The question is; if it is best to have the clergy of the most considerable sects, composed of gentlemen or vulgar people? of Learned or ignorant men. David Hume has in some manner resolved the first question, and there may be no doubt as to the second. If they are Learned they will in proportion be Liberal minded and neutralize the absurdities incidental to their creeds, if ignorant they will go on deeper and deeper into fanaticism and nonsense, which as you know are and will always be very epidemical and dangerous diseases.

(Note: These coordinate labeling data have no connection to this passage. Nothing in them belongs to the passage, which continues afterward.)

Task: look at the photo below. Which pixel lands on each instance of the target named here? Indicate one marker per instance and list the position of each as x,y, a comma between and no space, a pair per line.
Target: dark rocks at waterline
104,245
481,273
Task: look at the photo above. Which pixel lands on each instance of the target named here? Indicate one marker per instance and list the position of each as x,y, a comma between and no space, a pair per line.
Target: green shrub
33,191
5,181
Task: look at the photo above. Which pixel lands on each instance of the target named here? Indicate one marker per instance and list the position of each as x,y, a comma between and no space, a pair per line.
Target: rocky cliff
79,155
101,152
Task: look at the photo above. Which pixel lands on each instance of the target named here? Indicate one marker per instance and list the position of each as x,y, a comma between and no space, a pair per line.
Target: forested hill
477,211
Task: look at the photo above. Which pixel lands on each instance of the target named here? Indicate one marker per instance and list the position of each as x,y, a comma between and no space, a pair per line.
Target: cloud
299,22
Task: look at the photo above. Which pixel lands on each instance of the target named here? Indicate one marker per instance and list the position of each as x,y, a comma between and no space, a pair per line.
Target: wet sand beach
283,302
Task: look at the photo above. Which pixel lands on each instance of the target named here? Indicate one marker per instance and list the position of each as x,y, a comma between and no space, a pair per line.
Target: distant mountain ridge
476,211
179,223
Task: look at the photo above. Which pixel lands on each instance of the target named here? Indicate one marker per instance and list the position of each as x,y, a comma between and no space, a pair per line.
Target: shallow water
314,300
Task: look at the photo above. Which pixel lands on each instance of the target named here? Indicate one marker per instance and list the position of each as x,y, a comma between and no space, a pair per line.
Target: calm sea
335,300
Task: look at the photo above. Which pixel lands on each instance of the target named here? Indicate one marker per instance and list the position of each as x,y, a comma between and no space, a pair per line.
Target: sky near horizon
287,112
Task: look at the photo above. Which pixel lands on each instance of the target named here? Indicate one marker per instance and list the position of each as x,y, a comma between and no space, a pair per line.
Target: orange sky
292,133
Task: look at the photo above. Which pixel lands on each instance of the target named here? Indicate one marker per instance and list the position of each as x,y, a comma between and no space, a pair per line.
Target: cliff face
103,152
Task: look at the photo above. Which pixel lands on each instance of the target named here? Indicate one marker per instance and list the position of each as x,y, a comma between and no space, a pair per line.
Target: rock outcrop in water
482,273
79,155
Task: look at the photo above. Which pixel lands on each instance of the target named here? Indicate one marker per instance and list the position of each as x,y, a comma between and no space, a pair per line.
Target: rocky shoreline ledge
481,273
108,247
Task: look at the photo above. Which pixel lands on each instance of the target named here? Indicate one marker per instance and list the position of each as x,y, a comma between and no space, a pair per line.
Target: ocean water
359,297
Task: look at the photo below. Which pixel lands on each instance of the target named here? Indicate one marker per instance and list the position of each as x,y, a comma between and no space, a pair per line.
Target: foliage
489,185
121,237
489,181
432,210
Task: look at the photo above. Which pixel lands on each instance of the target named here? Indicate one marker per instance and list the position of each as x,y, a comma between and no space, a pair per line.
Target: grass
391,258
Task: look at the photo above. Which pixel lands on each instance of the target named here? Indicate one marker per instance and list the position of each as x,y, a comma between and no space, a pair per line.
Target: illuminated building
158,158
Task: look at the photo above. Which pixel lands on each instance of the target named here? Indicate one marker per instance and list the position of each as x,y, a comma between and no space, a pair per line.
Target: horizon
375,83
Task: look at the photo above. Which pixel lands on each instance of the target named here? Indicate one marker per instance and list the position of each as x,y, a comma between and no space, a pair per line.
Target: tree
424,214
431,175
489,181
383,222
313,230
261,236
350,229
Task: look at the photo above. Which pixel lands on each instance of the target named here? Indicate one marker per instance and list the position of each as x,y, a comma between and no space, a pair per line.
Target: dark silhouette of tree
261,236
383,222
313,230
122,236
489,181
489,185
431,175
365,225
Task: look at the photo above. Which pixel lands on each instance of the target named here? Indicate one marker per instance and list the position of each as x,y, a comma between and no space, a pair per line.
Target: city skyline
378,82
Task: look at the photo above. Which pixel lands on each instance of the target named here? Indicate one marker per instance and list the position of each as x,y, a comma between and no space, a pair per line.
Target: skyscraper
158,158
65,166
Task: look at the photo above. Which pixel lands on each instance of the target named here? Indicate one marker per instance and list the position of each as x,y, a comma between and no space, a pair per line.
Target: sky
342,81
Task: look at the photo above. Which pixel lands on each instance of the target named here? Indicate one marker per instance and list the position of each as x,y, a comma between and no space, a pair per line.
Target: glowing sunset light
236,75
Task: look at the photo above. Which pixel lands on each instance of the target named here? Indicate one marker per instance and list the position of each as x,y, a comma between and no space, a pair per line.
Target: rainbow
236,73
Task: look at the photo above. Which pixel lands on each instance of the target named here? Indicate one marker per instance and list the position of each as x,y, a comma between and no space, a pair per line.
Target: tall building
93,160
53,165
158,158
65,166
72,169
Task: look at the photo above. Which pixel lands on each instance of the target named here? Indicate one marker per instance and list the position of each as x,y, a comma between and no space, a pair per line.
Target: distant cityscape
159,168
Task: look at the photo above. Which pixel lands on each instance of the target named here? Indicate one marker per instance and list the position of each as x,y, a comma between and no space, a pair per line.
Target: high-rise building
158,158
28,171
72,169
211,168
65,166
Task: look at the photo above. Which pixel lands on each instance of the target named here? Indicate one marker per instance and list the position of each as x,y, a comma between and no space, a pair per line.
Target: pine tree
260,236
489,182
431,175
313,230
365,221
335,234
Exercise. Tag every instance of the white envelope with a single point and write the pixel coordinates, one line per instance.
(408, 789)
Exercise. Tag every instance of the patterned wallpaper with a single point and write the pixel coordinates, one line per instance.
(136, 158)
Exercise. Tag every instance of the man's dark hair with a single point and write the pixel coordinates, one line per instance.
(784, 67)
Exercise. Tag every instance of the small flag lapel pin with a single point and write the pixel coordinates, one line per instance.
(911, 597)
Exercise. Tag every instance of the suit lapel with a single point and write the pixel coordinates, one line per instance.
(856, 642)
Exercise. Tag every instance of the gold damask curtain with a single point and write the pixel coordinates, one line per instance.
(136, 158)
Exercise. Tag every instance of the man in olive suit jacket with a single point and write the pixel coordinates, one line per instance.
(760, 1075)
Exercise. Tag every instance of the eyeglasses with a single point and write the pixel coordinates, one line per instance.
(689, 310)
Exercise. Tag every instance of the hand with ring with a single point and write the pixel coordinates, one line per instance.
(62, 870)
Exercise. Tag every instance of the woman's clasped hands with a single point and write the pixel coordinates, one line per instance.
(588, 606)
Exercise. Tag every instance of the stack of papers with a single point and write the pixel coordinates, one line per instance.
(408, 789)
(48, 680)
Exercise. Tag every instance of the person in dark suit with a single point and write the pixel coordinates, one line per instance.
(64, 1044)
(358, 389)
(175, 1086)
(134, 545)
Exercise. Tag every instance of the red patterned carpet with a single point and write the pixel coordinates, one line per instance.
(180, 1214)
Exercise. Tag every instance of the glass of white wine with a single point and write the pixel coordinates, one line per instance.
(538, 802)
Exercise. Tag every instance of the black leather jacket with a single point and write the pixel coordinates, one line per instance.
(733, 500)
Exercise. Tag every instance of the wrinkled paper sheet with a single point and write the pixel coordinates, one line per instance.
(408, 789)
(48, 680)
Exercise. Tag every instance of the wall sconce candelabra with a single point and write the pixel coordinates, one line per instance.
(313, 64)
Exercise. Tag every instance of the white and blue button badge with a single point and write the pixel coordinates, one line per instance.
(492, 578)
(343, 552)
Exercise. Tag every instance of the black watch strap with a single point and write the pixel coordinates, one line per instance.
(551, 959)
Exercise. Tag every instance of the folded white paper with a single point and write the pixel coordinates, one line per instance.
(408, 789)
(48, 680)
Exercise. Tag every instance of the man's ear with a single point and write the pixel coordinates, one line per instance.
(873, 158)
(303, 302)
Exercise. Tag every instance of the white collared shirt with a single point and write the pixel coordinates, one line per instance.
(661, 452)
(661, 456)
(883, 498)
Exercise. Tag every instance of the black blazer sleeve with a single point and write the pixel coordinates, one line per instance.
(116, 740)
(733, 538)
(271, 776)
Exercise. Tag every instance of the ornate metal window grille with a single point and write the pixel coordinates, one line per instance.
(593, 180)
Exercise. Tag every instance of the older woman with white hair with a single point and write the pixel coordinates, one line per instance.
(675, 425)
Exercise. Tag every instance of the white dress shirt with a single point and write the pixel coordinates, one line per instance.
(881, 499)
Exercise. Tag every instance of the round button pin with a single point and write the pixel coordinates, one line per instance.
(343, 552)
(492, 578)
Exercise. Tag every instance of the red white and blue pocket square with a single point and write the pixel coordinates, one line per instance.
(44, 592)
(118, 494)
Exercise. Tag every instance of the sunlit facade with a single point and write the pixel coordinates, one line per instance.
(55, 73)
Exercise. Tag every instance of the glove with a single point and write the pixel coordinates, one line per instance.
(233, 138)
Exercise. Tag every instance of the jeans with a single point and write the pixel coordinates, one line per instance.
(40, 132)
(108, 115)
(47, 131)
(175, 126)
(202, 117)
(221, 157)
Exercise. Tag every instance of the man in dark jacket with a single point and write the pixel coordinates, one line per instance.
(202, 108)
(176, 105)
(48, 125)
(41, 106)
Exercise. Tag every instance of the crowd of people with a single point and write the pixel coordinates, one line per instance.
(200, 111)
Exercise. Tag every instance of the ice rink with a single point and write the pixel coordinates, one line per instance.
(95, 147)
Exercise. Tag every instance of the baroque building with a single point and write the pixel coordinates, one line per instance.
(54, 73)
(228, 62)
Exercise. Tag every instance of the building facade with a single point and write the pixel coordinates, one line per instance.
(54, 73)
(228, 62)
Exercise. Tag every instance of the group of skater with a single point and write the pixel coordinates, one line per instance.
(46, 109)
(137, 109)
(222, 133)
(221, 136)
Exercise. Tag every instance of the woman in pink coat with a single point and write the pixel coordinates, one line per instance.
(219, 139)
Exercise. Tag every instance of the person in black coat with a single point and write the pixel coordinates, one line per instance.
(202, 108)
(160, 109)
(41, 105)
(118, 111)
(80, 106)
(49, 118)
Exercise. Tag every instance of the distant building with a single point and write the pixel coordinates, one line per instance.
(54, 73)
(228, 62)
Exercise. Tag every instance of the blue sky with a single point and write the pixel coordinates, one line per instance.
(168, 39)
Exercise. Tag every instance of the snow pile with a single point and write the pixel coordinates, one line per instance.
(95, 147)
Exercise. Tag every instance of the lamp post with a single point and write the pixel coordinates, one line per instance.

I wish therefore that there may be an opening Left in the University in order to have Learned clergymen, but their studies there to be real things, in which all sects agree (to avoid the just objections of Mr Cooper to Theology and ecclesiastical1 history) and of such nature that not only neutralize fanaticism, but protect important branches of Learning which otherwise will have no support amongst you.

  1. Natural Theology, which pretending to ground on reason the principles of general religion, makes them conversant with Metaphysics and the philosophy of human mind
2. Hebrew and its relation with oriental languages and oriental Litterature, in order to understand the Bible; the greek is already in the plan of the college
3. What is called Eruditio Biblica that is to say the knowledge of facts and things necessary or useful to understand the Bible. It is incr[e]dible what number of capital books exist on this object. Two works of the first eminence in natural history are the Hierozoicon of Bochart and the Hierobotanos of Celsius, on the animals and plants of the Bible. This branch of Learning carries a man to the deep recesses of the history of the Asiatic world, and to what remains of the first ages of mankind. The critical history of the books of the Bible, must make one of the chief articles of this branch.

All these studies have the natural effects of neutralizing fanaticism and enlarging the mind, to the contrary of what elements of Divinity and2 ecclesiastical history, whatever they may be must naturally have.

These few words are sufficient for you who3 will see in a moment the consequences. As for the other objections of Dr Cooper, they have put me in mind of many a rich atlas full of precious maps some minutely topographical, others geographical in different scales, but wanting a Mappemond in which they are found in their relative proportions, and positions.

MS (DLC: TJ Papers, 202:36077); in Corrêa da Serra’s hand; one word faint; undated, but apparently written during Corrêa da Serra’s autumn 1814 visit to Monticello, and certainly composed after the receipt by TJ on 30 Sept. of Thomas Cooper’s letter of 22 Sept. 1814; endorsed by TJ: “Correa.”

For the plan of school, see TJ to Peter Carr, 7 Sept. 1814. Cooper gave his reasons for omitting theology from a university curriculum in his letter to TJ of 22 Sept. 1814. eruditio biblica: “biblical education.” On the animals and plants of the bible, Corrêa da Serra cited Samuel Bochart, Hierozoicon Sive bipertitum opus de Animalibus Sacræ Scripturæ, 2 vols. (London, 1663), and Olof Celsius, Hierobotanicon, sive de Plantis Sacræ Scripturæ, dissertationes breves, 2 vols. (Uppsala, 1745–47). Mappemonde (mappemond): “map of the world” (OED description begins James A. H. Murray, J. A. Simpson, E. S. C. Weiner, and others, eds., The Oxford English Dictionary, 2d ed., 1989, 20 vols. description ends ).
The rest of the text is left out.